My parents have never approved of my unhealthy relationship with television; they think being hooked on a vampire slayer, a witty dwarf, or a neurotic detective is a recipe for a broken heart. Of course, they say this while having their eyes glued to the next big soap opera on Univisión or Telemundo. So I ignore their qualms and fall deeper in love with television, deeper into the abyss that we all know too well.
For the majority of my life, I’ve been devoted to television, but I didn’t ask for her hand until my sophomore year of high school, when I first began to analyze critically How I Met Your Mother. I did this for a time, until laugh tracks became singing arrows (Arrow) and singing arrows became methamphetamine (Breaking Bad). Watching Emily Bett Rickards’ incredible performance as the quirky genius Felicity Smoak and Bryan Cranston’s artistic representation of Walter White’s moral decay, I knew I wanted to spend the rest of my life having this passionate affair with television by writing for it.

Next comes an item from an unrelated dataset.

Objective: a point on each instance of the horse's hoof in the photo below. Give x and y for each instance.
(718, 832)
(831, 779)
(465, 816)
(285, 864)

When it comes to television, there is no genre I wouldn’t watch—check my Netflix history and DVR recordings—but I would say that drama has seduced me most. Dramas like Games of Thrones that stir a drastic change in emotion are, for better or for worse, my weakness. From a cinematic standpoint, I love film noir: you wouldn’t believe how many times I’ve seen Hitchcock’s Rear Window, Hanson’s L.A. Confidential, or Nolan’s Inception, with popcorn in one hand and Twizzlers in the other. But if I were to single out a common thread to my taste in television and film, I’d say I like anything that’s not afraid to plunge into serious themes with amazing secondary characters. Whatever guise television takes (sorry, film)—a ducky tie or a hazmat suit—I always see her in a silky wedding dress with the remote control leading her down the aisle.
My friends always ask me, “Do you really love television that much?” I do.